誰にでも言える秘密の話

東京 大学生 文学部 20歳 男 短歌、エッセイ、小説、詩

缶コーヒー

こんな寒い日には午後の紅茶が飲みたくなる。

 

 

高校二年生の冬、決まって休み時間は友達と自販機へ駆け出していた。

教室から遠くに設置されている自販機へ駆け出していくのは飲みながら残り僅かな時間、2人で何かを語りたかったからであった。

 

彼はいつも決まって缶コーヒーを買っていた。私はコーヒーが飲めないからと言って午後の紅茶を買って2人で飲んだ。

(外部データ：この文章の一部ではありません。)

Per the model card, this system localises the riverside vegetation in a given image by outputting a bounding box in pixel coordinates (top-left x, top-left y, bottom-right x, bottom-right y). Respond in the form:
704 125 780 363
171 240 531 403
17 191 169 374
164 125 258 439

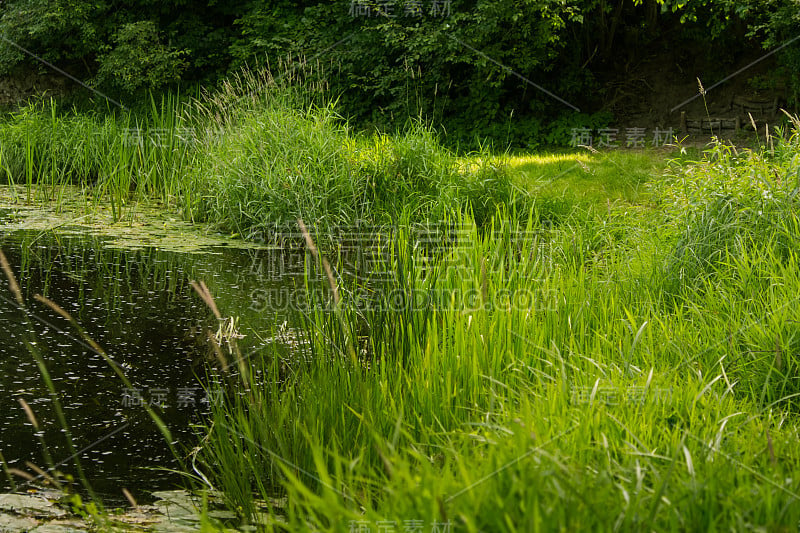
1 0 799 147
1 72 800 531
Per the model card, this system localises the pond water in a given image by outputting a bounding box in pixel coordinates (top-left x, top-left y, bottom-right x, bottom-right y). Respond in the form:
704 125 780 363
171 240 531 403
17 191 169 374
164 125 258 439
0 223 307 503
0 197 474 506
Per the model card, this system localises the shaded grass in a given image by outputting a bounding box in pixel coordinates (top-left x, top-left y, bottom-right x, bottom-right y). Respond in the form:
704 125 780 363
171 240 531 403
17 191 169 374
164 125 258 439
0 94 194 215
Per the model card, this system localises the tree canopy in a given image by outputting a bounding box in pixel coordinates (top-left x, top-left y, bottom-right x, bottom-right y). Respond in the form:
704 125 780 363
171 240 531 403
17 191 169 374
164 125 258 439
1 0 798 144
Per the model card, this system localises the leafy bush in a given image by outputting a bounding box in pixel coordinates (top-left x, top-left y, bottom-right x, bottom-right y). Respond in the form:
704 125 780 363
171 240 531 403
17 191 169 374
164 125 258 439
96 21 188 94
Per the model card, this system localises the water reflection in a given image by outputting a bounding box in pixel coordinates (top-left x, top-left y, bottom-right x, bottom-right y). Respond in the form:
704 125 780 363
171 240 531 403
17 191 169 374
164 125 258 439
0 230 301 500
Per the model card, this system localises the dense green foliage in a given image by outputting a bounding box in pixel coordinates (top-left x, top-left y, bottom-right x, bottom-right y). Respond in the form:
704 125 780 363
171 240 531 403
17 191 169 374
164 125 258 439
0 74 519 238
191 119 800 531
4 70 800 529
1 0 798 145
3 5 800 525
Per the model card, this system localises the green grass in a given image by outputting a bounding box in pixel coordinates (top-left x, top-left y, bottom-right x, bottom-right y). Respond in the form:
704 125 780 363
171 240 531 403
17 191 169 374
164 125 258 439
188 123 800 531
505 149 672 206
0 94 195 215
4 69 800 531
0 70 521 240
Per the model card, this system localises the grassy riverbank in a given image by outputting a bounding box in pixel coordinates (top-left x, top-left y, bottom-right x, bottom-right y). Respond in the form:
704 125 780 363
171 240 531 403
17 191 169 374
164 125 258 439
194 119 800 529
0 72 521 241
0 69 675 242
3 72 800 531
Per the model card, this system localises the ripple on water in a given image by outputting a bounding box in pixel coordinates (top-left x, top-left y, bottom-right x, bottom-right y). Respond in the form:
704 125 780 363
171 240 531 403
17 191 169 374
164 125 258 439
0 228 301 501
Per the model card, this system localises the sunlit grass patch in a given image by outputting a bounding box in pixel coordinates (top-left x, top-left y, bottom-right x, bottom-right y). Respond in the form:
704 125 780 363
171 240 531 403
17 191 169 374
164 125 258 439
196 197 800 531
505 149 673 206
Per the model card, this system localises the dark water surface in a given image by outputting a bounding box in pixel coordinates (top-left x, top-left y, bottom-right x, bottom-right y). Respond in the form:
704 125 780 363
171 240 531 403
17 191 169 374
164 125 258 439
0 225 303 503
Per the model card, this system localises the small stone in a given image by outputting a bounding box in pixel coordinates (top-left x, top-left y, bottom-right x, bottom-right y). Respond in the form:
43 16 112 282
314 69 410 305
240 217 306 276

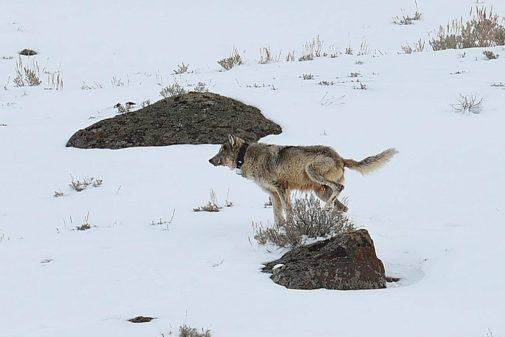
128 316 155 323
19 49 37 56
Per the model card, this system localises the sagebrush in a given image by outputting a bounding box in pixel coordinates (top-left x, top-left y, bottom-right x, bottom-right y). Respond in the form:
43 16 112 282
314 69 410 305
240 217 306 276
253 194 355 248
217 49 243 70
160 82 187 97
179 325 211 337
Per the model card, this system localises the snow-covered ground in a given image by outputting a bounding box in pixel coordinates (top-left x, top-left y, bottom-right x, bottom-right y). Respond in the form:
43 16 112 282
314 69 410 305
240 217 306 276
1 1 504 336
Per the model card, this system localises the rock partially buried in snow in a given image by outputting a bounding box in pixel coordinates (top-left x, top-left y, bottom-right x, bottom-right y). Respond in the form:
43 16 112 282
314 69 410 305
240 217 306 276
66 92 282 149
262 229 386 290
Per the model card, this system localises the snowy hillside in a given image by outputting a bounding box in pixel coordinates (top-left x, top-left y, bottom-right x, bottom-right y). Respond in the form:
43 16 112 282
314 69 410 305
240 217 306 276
1 1 504 336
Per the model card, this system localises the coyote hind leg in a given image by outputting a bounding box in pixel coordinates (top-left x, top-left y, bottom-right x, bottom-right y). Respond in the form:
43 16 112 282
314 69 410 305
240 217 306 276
306 158 348 212
315 185 348 212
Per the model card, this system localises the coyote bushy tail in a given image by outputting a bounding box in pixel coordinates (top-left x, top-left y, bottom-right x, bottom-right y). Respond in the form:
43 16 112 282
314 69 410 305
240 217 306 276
343 148 398 175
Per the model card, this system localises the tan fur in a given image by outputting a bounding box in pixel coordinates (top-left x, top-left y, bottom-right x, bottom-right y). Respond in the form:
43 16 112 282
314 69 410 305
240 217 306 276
209 135 397 225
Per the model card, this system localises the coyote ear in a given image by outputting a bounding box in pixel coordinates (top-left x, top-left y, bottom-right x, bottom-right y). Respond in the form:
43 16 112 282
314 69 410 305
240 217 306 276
228 134 235 146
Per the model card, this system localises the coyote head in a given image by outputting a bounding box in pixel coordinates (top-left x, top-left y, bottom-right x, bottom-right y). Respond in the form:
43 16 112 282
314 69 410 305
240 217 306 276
209 134 244 169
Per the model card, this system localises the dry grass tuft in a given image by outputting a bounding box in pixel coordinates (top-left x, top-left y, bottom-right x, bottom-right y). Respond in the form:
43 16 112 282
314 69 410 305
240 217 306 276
14 56 41 87
393 7 422 25
75 212 93 231
193 189 222 212
259 47 280 64
429 6 505 51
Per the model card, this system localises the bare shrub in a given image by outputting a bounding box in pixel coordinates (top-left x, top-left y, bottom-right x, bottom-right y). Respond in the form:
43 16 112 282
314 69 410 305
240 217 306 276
353 80 367 90
193 189 221 212
298 54 313 62
301 73 314 80
111 76 125 87
429 6 505 51
483 50 499 59
451 94 483 113
54 191 64 197
286 51 295 62
490 82 504 87
179 325 211 337
401 43 413 54
81 81 103 90
151 209 175 231
318 80 334 86
345 47 353 55
217 48 243 70
173 62 189 74
160 82 187 97
14 56 41 87
253 194 355 248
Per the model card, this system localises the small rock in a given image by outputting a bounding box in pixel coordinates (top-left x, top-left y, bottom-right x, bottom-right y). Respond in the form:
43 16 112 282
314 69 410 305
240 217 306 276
128 316 155 323
19 49 37 56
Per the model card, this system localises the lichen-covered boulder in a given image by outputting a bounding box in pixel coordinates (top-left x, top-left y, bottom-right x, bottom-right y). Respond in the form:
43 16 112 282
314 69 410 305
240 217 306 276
66 92 282 149
262 229 386 290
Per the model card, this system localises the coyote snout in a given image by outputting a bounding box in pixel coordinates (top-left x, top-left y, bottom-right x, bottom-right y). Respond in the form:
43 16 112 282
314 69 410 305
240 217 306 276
209 134 398 225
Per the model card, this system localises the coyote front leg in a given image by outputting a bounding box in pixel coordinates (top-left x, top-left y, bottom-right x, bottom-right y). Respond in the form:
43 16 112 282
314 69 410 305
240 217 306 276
274 184 293 223
265 189 285 225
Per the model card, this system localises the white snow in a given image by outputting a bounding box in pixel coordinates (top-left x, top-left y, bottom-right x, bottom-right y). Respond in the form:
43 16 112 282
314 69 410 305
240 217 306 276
1 1 505 336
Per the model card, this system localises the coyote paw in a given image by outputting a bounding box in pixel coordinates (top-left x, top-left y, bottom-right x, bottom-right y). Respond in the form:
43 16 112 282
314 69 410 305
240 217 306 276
336 203 348 212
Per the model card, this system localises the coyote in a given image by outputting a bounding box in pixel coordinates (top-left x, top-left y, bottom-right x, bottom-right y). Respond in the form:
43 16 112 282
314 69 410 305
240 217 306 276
209 135 397 225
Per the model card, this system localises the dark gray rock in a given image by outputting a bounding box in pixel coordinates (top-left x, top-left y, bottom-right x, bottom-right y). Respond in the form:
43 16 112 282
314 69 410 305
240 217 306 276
66 92 282 149
262 229 386 290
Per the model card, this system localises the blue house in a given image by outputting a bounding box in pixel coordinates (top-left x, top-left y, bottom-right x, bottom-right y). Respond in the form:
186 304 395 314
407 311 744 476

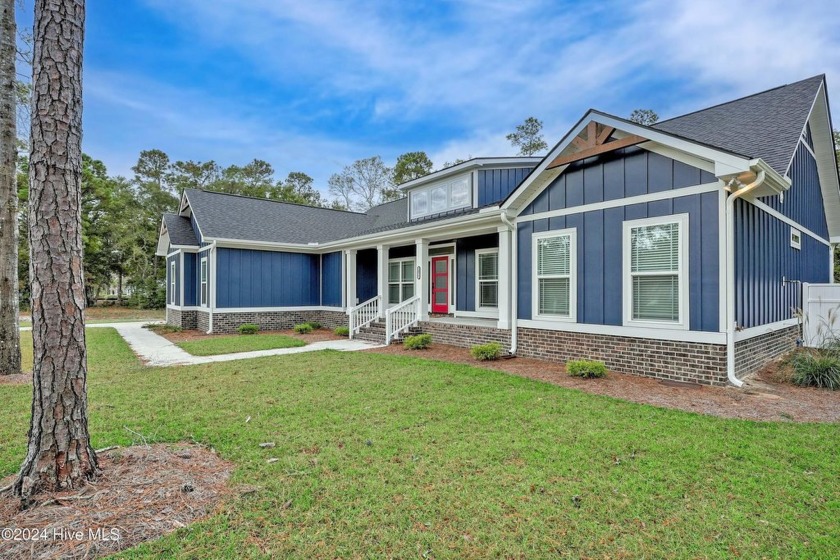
157 75 840 386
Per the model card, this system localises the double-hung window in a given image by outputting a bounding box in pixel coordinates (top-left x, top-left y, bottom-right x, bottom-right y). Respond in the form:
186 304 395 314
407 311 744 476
623 214 688 329
170 261 176 305
476 249 499 310
388 258 415 304
533 229 576 321
200 257 208 307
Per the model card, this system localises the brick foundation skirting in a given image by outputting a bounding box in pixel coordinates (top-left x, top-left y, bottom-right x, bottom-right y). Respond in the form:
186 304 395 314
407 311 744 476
208 310 347 334
517 327 728 386
166 308 198 330
417 321 511 353
734 324 800 378
197 311 210 333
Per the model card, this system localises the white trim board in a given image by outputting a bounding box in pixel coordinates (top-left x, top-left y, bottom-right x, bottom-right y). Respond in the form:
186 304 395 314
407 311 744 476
517 319 726 345
213 306 345 314
517 182 720 223
744 197 830 246
733 318 799 342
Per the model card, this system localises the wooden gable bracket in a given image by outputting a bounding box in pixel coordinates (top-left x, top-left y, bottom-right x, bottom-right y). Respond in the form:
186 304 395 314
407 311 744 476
547 121 646 169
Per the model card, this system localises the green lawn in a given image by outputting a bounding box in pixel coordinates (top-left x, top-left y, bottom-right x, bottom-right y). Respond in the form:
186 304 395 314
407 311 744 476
3 330 838 558
176 333 306 356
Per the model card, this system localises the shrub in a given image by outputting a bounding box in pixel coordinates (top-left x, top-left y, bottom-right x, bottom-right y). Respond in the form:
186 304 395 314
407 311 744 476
790 351 840 390
566 359 607 378
238 323 260 335
470 342 502 361
334 326 350 337
306 321 322 330
293 323 314 334
403 333 432 350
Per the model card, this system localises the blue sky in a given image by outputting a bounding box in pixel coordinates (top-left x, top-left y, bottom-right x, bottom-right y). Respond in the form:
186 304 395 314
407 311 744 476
17 0 840 195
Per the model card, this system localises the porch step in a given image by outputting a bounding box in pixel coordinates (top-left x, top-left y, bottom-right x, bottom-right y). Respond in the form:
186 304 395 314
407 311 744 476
354 321 423 345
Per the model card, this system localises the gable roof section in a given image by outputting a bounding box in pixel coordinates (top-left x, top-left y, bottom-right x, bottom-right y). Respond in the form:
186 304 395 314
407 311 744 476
653 75 825 176
162 213 198 247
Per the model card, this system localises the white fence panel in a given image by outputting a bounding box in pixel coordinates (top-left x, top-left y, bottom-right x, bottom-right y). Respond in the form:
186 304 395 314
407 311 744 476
802 283 840 347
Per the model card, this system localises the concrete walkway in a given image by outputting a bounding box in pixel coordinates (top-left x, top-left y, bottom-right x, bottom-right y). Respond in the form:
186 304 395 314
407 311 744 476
21 321 382 367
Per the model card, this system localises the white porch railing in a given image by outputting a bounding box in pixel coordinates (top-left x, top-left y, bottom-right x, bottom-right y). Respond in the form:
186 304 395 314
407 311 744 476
385 295 420 344
349 295 380 339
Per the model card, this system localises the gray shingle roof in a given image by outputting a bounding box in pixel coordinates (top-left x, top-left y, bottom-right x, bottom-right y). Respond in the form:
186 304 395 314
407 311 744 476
653 75 824 175
163 213 198 246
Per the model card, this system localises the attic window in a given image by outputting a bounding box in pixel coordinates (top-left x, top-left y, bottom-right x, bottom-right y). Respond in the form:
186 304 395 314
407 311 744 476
409 175 472 219
790 228 801 250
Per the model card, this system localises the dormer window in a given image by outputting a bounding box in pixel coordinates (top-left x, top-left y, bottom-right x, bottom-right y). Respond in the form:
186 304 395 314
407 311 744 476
409 175 472 219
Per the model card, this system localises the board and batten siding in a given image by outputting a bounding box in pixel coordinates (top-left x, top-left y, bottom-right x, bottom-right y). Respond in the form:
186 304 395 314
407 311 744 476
516 148 720 332
215 248 320 308
183 252 197 306
321 252 342 307
456 234 498 312
477 167 534 207
356 249 378 304
758 142 828 240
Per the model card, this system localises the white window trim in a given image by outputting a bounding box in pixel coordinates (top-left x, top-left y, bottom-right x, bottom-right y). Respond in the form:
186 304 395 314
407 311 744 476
387 257 416 305
790 227 802 250
475 248 499 312
200 257 208 307
622 213 689 330
532 228 577 322
170 261 176 305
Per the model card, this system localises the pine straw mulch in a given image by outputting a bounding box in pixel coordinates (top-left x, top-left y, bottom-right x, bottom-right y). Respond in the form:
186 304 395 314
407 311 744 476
157 327 344 344
366 343 840 423
0 372 31 386
0 444 234 560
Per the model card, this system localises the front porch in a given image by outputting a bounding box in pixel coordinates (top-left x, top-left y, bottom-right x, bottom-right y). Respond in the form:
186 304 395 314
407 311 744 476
344 226 514 344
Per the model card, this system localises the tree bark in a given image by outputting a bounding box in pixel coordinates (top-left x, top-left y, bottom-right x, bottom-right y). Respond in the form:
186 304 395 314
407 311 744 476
0 0 21 376
14 0 96 500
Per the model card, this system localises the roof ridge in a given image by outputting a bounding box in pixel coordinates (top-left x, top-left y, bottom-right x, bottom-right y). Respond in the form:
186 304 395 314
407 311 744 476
654 74 825 126
187 188 370 216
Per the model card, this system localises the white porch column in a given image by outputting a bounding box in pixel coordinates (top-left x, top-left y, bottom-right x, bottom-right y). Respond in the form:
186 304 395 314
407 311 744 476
344 249 357 310
377 244 388 319
416 238 429 321
497 226 512 329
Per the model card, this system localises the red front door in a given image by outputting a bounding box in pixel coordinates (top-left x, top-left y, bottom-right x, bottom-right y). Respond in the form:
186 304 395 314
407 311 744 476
431 256 449 314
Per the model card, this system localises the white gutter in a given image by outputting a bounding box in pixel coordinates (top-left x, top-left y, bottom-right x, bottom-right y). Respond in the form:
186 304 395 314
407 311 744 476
500 211 518 354
725 169 766 387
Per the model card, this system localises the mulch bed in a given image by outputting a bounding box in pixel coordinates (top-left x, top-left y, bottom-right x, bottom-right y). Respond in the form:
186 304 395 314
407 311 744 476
159 328 344 344
366 343 840 423
0 444 233 559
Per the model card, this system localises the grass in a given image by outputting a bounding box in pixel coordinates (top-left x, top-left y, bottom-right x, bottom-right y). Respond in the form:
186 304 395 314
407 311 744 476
176 334 306 356
2 330 838 558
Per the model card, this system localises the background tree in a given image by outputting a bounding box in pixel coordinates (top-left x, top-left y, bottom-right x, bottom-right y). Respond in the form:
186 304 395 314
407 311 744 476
629 109 659 125
328 156 395 211
0 0 21 376
167 159 220 195
214 158 277 198
276 171 322 206
393 151 433 185
15 0 97 499
506 117 547 156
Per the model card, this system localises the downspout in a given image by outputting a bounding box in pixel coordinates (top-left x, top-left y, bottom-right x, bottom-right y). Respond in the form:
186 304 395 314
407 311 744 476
725 169 766 387
500 211 517 354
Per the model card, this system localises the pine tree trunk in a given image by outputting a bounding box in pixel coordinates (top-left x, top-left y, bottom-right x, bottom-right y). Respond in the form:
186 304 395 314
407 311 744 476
14 0 96 500
0 0 21 376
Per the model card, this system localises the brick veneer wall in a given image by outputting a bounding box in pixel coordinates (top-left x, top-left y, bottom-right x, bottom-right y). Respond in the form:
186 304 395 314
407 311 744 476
517 327 728 386
417 321 511 353
197 311 210 333
734 324 800 378
166 308 197 330
209 310 347 334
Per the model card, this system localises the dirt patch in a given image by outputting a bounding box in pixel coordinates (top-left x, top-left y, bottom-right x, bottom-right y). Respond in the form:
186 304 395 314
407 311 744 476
0 444 233 559
367 344 840 423
158 328 344 344
0 372 31 386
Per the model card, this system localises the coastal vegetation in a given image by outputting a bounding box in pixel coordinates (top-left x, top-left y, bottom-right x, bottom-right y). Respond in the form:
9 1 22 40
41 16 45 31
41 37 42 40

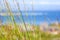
0 24 60 40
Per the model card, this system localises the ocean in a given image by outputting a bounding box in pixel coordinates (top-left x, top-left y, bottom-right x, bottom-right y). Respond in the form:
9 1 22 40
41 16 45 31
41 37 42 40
0 11 60 25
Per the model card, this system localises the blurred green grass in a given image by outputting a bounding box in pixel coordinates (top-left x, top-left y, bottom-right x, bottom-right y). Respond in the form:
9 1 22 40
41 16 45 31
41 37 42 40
0 25 60 40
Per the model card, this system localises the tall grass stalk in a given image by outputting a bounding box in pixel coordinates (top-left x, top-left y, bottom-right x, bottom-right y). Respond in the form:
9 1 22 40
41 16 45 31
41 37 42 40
13 0 30 40
31 0 42 40
3 0 17 27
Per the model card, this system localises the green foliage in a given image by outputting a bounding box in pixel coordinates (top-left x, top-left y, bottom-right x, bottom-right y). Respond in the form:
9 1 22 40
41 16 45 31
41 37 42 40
0 25 60 40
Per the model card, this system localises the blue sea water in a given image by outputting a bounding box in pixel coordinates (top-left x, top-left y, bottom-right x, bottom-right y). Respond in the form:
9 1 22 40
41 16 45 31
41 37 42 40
0 11 60 25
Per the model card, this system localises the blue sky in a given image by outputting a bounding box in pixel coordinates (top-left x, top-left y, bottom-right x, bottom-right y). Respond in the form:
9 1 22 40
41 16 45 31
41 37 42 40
0 0 60 16
0 0 60 11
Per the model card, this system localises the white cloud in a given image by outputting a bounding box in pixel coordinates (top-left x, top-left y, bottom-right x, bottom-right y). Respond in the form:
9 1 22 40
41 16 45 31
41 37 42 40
17 1 60 5
0 13 21 16
0 12 48 16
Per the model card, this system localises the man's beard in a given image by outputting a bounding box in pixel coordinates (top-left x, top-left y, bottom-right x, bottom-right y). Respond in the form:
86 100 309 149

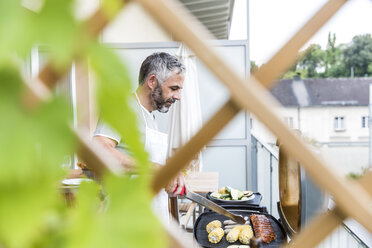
152 85 175 113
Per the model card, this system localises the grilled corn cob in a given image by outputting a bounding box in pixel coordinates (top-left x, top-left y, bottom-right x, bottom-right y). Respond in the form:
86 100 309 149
206 220 222 233
208 227 224 244
238 225 254 244
218 186 227 194
226 226 241 243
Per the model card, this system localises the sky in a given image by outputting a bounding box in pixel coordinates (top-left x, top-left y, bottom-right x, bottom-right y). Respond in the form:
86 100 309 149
229 0 372 65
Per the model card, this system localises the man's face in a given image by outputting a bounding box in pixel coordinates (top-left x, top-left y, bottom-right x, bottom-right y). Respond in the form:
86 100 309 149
152 72 184 113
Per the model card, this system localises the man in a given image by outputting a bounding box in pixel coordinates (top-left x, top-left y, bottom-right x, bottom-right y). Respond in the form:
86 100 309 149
93 52 188 220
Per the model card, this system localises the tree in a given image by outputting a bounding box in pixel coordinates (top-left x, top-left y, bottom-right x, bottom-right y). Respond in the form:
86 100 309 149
325 32 337 68
297 44 324 78
281 68 307 79
368 63 372 75
342 34 372 77
281 33 372 79
323 33 346 77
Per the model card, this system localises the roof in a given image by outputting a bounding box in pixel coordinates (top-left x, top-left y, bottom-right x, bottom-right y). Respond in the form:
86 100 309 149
270 77 372 107
180 0 235 39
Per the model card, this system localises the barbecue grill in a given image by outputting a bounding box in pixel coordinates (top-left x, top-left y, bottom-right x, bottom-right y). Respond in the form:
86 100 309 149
192 142 328 247
194 206 287 248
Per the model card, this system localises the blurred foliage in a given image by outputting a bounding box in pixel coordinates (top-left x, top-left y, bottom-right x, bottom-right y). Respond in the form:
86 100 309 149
0 64 74 248
347 167 370 181
276 32 372 79
250 60 258 74
0 1 166 248
281 69 307 80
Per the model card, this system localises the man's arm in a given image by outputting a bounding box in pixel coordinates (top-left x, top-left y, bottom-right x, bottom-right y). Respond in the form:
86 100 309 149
92 136 188 195
93 136 135 171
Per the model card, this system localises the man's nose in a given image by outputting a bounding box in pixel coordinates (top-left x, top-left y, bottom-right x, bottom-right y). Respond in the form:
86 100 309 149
173 91 181 101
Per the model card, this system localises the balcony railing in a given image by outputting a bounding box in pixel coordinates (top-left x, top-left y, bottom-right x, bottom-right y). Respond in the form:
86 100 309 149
250 132 370 247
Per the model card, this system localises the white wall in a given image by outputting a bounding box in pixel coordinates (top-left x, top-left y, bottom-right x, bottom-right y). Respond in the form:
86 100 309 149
75 1 172 43
252 105 369 175
102 2 172 43
321 146 368 175
300 106 369 143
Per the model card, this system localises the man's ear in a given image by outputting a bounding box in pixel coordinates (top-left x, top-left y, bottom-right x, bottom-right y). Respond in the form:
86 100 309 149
146 75 158 90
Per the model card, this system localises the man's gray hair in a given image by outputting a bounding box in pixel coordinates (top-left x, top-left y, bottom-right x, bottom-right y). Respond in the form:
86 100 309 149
138 52 185 85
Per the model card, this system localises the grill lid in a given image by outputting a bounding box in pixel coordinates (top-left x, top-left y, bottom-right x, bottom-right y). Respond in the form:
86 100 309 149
277 135 328 236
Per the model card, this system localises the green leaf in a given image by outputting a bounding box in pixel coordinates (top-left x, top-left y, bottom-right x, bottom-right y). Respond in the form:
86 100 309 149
64 181 102 248
0 65 75 247
31 0 79 67
88 43 150 175
101 0 124 19
0 2 168 247
0 0 26 60
65 175 167 248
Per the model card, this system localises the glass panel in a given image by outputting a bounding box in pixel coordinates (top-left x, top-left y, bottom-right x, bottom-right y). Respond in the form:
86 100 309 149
317 225 368 248
340 117 345 129
362 117 366 128
215 111 247 139
197 46 247 139
334 117 338 130
202 146 246 190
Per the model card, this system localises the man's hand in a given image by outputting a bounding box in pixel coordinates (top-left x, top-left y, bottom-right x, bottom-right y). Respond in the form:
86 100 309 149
165 173 189 196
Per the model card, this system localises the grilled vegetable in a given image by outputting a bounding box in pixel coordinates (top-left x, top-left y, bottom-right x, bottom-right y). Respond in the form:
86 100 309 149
238 225 254 244
210 192 221 199
226 226 241 243
230 188 244 200
243 190 253 197
211 186 251 201
225 186 232 194
208 227 224 244
206 220 222 233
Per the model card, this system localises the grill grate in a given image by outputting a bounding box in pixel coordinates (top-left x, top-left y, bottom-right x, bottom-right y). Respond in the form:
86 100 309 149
193 210 287 248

手がやけどするほどに熱いその缶をお手玉しながらよく未来の希望を語った。

一気飲み競争をしていつも私が勝ったこと、毎回舌を火傷したこと、夕日が海に落ちていくのを見て「冬が終わるな」と言った友達の横顔。

今でも思い出せる。

 

今、彼は東京大学理科一類に落ちて慶應義塾大学経済学部で女を食いまくってるらしい。

私は慶應義塾大学法学部に落ちて早稲田大学文学部で麻雀による金銭のやり取りでしか喜びを見いだせない。

 

 

今日は本当に寒い。こんな寒い日は午後の紅茶を飲みたくなる。

でも缶コーヒーを買って一気飲みした。相変わらずコーヒーは飲めないままだったが飲みたくなる人の気持ちはわかる気がした。